Inside the age of digital dating your web persona can make or break you. With around 70 percent of gay couples now meeting online, it’s hard to argue the value of your online persona. Mountains of revealing private information is available to any potential love interest with only a few simple keystrokes. This info can score you additional points, give you a handicap, or literally kill any chance you’ve got with someone before you even get to meet one another.
Have you Google searched yourself lately? What’s around the first couple pages? What story will it tell? Well, could you date you in the event you based your decision off this data alone? Although you may be old-fashioned and think it’s creepy to Google someone before meeting them, I assure you the masses are doing it and also the younger generations don’t believe twice about it.
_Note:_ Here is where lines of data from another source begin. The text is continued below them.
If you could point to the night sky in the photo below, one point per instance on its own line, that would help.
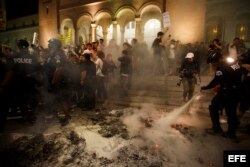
(20, 8)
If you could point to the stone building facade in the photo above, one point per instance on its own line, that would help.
(78, 21)
(86, 21)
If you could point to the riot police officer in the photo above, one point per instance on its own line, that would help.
(228, 75)
(6, 74)
(244, 60)
(57, 71)
(24, 79)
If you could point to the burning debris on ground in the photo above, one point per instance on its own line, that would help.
(133, 137)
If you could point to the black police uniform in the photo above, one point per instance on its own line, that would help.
(6, 65)
(89, 85)
(189, 70)
(228, 76)
(25, 71)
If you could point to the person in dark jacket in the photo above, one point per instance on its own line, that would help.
(88, 81)
(189, 72)
(6, 73)
(228, 75)
(25, 70)
(125, 72)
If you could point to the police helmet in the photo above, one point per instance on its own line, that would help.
(160, 33)
(245, 57)
(214, 57)
(22, 44)
(54, 43)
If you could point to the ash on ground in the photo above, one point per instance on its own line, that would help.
(117, 138)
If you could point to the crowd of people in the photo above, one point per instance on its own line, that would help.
(94, 71)
(231, 81)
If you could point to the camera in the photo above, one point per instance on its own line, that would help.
(179, 82)
(244, 58)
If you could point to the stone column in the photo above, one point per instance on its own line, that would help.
(93, 32)
(105, 32)
(122, 35)
(138, 34)
(114, 29)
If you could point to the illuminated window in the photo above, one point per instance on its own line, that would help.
(99, 32)
(243, 32)
(129, 32)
As an online dating expert I will virtually guarantee you someone will be doing a search on you soon if you are actively dating. You may be a technological pro or dinosaur, there are some critical questions you should think about if you’re single and searching:
What information do you share in online dating profiles?
I enjoy online dating (obviously) and recommend all singles looking for love (straight, gay, lesbian, or otherwise not) use it while looking for somebody. However, you should always consider how much information you want to share. Most internet dating sites allow you to share minimal personal info, while others encourage you to share everything including your social media profiles. The quantity of info you share is up to you, but you do have to remember that if you give your full name or link to anything that contains your private data, you’ve just opened the doorway for anyone to peak in.
What exactly are you posting on Facebook as well as other social media accounts?
Facebook can be quite a great tool for singles to discover interesting people connected to their own friends (normally a bonus). Of all social networks, Facebook may be the most revealing of individuals. You see who their friends are, what they’re interested in, what they speak about, if they are intelligent, educated, or self-absorbed; the thing is it all.
Is that a very important thing? It is if you’re honest and considerate of what you post. I give plenty of dating advice regarding this topic, but if I had to choose one grossly common game-killer I hear the most complaints about, it might be the infamous daily sexy selfie. If you are single and taking frequent gratuitous selfies, please stop. It is not sending the message you believe it is.
What search results come up when you Google yourself?
Many people that aren’t famous (or infamous) probably do not have much come up in their own search results. That alone is not a bad thing. It’s also wii thing as far as online persona points are worried. There are several easy actions you can take to score some points here, including making a basic profile on Facebook, LinkedIn, or Pinterest to show some of your interests or hobbies. You could even get fancy and blog about things you love. Common interests are conversation starters, be responsible for success in the game. If the biggest mistake you will ever have is the first thing that comes whenever your name is searched, you may have to seek professional advice to ascertain if the situation can be remedied.
Should you have social media accounts?
Yes, you ought to. If you refrain from reckless posting it’s rather a great tool that helps cast a wider net in your search. I have too many fabulous, amazing clients and friends that wont create social media accounts because of fear of their personal lives being all over the internet or that replying to friends will consume them. It’s not groundbreaking to suggest that you could only post what you need public, and only answer whom you want if you have time.
Is my online persona really that important?
It is just as important as finding a partner is always to you. My suggestion is to treat dating like a game; a game you really want to win. Your web persona can be your teammate along with a little effort can score you some bonuses instead of killing your game. Taking anything too seriously in the game of dating may be counterproductive and cause disappointment. Not taking it serious enough can cause never finding someone. Locating a healthy balance is the key to success. Regardless, it’s a worthwhile game to try out and is definitely worth the risk. Game on!